It is. In the catalyst of the present invention, the nickel particle size distribution is sharp, and when the average particle size is defined as M, the nickel particle size in the range of 0.8M to 1.2M is 8%.
0% or more are distributed. Further, the interaction between nickel and alumina is strong, and the nickel fine particles are made of alumina (N
(shows an electron-withdrawing property with respect to i). This is confirmed by the TPR. That is, looking at the TPR spectrum of the catalyst of the present invention, the catalyst has a temperature in the range of 770 to 776K, usually about 773K.

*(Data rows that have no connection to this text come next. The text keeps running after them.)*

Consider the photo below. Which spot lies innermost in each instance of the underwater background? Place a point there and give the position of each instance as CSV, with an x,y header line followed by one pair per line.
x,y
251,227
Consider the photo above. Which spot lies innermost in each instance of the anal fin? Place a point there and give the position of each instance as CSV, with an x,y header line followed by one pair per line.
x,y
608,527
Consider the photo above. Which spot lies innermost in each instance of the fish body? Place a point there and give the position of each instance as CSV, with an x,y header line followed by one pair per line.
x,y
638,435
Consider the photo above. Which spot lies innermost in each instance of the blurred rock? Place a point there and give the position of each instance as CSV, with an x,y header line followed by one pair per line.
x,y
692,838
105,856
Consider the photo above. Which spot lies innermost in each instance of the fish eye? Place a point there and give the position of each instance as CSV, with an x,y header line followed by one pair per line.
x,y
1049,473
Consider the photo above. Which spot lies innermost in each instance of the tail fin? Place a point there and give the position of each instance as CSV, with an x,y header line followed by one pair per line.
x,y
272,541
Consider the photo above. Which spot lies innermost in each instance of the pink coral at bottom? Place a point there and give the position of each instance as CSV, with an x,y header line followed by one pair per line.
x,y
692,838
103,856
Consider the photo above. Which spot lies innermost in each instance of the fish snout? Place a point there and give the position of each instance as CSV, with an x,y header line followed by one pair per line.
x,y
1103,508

Has a peak due to NiO → Ni, and this peak is shifted to a higher temperature side than the peak in the case of a normal nickel / alumina catalyst obtained by the impregnation method. The shape of the catalyst can be various shapes such as a powder shape, a pellet shape, and a spherical shape, and is not particularly limited.
【0006】本発明の触媒を調製するには、先ず、超微
粒子状のニッケル水酸化物を含有する油中水型のマイク
ロエマルジョンを作る。このエマルジョンは、界面活性
剤を含む非水溶性溶媒に、硝酸ニッケル等の水溶性ニッ
ケル化合物の水溶液を加え、高速攪拌する。この場合、
界面活性剤としては、例えば、平均付加モル数が5〜2
5、好ましくは5〜20のポリオキシエチレンノニルフ
ェノール等を用いることができる。その使用量は、非水
溶性溶媒1リットル当り、0.1〜0.5モル、好まし
くは0.2〜0.3モルの割合である。非水溶性溶媒と
しては、沸点が60〜200℃、好ましくは60〜17
0℃のもの、例えば、炭素数6〜10のアルコール(ヘ
キサノール、ヘプタノール、オクタノール、シクロヘキ
サノール等)や、炭素数6〜12の炭化水素(ヘキサ
ン、ヘプタン、オクタン、シクロヘキサン、ベンゼン、
トルエン等)等が挙げられる。前記ニッケル化合物を含
む水溶液において、そのニッケル化合物の濃度は、0.
1〜10%、好ましくは1〜5%である。非水溶性溶媒
に加えるニッケル化合物を含む水溶液の量は、非水溶性
溶媒1リットル当り、1〜200cc、好ましくは20
〜100ccの割合である。非水溶性溶媒とニッケル化
合物を含む水溶液との混合温度は、5〜50℃、好まし
くは20〜50℃である。To prepare the catalyst of the present invention, first, a water-in-oil microemulsion containing ultrafine nickel hydroxide is prepared. In this emulsion, an aqueous solution of a water-soluble nickel compound such as nickel nitrate is added to a water-insoluble solvent containing a surfactant, and the mixture is stirred at high speed. in this case,
As the surfactant, for example, the average number of moles added is 5-2.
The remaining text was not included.